Politica sanitaria dal mondo

Generici e biosimilari, la posizione della Medicines for Europe

Medicines for Europe (MfE), la sigla europea nata da Ega (l’associazione dei produttori di farmaci generici), ha esortato la Commissione e gli Stati membri dell’Ue ad adottare provvedimenti per garantire misure di sostegno reali per generici e biosimilari. La presa di posizione segue l’approvazione da parte del Parlamento europeo, a inizio marzo, della relazione sulle opzioni per migliorare l’accesso ai farmaci che pone il valore aggiunto di farmaci generici e farmaci biosimilari al centro del dibattito. Il documento è importante, secondo Mfe, perché fornisce un mandato chiaro per incoraggiare una maggiore concorrenza da parte dei medicinali generici e biosimilari: i primi costituiscono la base della sanità europea, mentre i secondi consentono opportunità inaspettate per l’accesso alle terapie biologiche. Questi farmaci aiuteranno ad affrontare le principali sfide sanitarie: da un lato consentiranno una migliore aderenza alla terapia e dall’altro garantiranno qualità di vita per i pazienti.
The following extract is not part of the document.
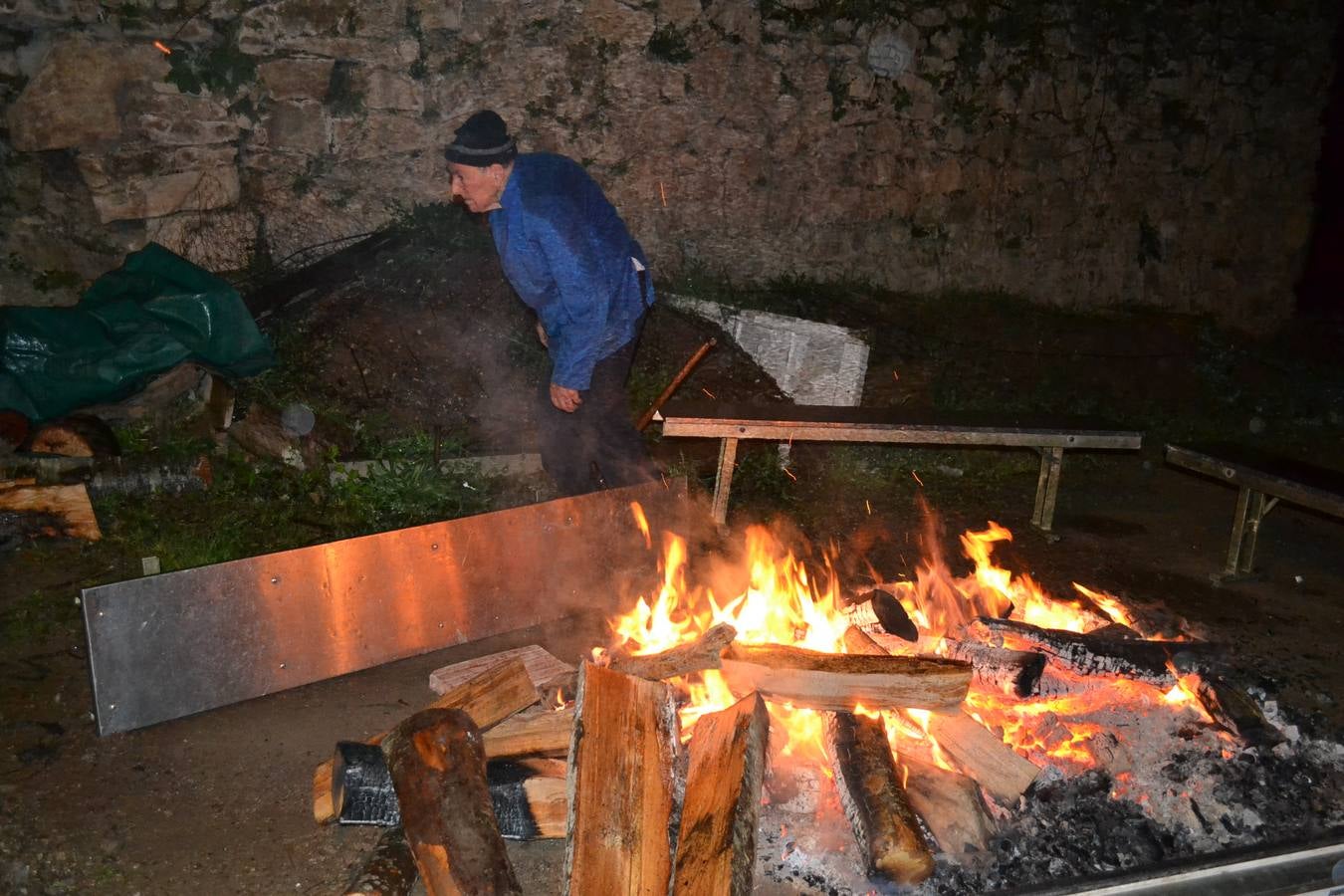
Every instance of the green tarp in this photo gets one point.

La relazione del Parlamento ribadisce inoltre l’invito alla Commissione europea perché faccia il possibile per incentivare la produzione e l’esportazione di generici e biosimilari in Paesi dove non esistono brevetti o certificati protettivi complementari: ciò permetterebbe di migliorare ulteriormente l’accesso a farmaci di qualità in mercati non protetti, senza intaccare gli equilibri tra produttori di originator e quelli di biosimilari e generici.